Conduct employee background checks
Unfortunately, many cases of fraud are committed by the very people a business hires. However, you may be able to prevent identity theft from occurring in the first place by carefully vetting employees and conducting employee background checks. Unfavorable information in their criminal history, credit history, or professional history may serve as a warning sign against a potential hire. Just be sure that you follow all of the applicable rules regarding employee background checks, including those in the Fair Credit Reporting Act.
Train employees in fraud prevention
Good employees can serve as a primary barrier against account takeover.

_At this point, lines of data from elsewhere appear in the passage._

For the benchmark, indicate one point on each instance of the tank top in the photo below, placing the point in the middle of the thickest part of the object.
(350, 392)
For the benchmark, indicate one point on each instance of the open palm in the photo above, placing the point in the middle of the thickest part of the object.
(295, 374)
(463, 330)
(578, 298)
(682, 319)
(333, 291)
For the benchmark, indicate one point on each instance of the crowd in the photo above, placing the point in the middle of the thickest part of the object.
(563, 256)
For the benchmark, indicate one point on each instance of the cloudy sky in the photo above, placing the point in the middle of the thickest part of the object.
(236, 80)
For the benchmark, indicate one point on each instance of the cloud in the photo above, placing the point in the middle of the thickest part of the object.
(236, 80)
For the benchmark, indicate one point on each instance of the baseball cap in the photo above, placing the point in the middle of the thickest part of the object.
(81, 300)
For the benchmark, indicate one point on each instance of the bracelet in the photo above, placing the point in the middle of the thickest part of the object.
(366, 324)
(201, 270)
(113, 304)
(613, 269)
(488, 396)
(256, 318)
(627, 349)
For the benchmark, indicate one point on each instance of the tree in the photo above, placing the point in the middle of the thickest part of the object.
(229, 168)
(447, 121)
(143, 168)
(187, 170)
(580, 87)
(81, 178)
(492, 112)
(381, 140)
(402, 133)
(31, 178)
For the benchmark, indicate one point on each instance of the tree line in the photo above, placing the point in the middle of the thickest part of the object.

Even during times of economic certainty, it is important that you try to maintain a staff that can serve as the first line of defense against fraud. Invest in training your employees in fraud prevention and other ways to safeguard your corporate account, including:
- Teaching them that your business will never send emails to them or customers asking them to provide their usernames, passwords, or account numbers
- Teaching them not to open emails or attachments from unknown senders
- Explaining that if they receive a communication from a legitimate source and have questions to contact the sender directly instead of through an email link
- Instructing them not to download anti-virus software from a pop-up message saying the computer is infected
Watch for warning signs of a compromised system
You and your employees should also be aware of the warning signs that your system or account is compromised, such as:
- You cannot log in with your credentials or you get a message that says your credentials were recently changed but you did not change them
- Your system or account runs much slower than usual
- Your computer locks up while you are using it
- Your computer reboots or restarts unexpectedly
- You cannot shut down or restart your computer
- You receive unusual pop-up messages
- Your computer has new toolbars or icons
WHAT TO DO IF YOUR BUSINESS FELL INTO A TRAP
If you find that your account may have been taken over, it is important that you act quickly. Stop using the computer system that may be compromised and disconnect it from your network. Notify the owner of your account that you believe your account may have been compromised. Ask for verification of the last few transactions. Disable online access to your account and create a new password. In some cases, you may need to create a new account altogether and close the compromised account.
Depending on the nature of the unauthorized activity, you may need to take additional steps such as:
- Checking on whether there was any address or email change recently made to your account
- Whether new checks or cards were ordered on your account
- Freeze new transactions until further notice
- Work with a computer forensic specialist to review the impact on your computer system and other accounts
Write down a summary of what happened and when. Contact your local law enforcement agency and file a police report in which you provide the facts and circumstances regarding the unauthorized activity. Ask for a copy of the report once it is filed. You may need this to send to your business insurance provider.
Account takeover can have serious implications for your business. However, by using the steps discussed above, you can proactively guard against this possibility and minimize the potential for an account takeover disrupting your business.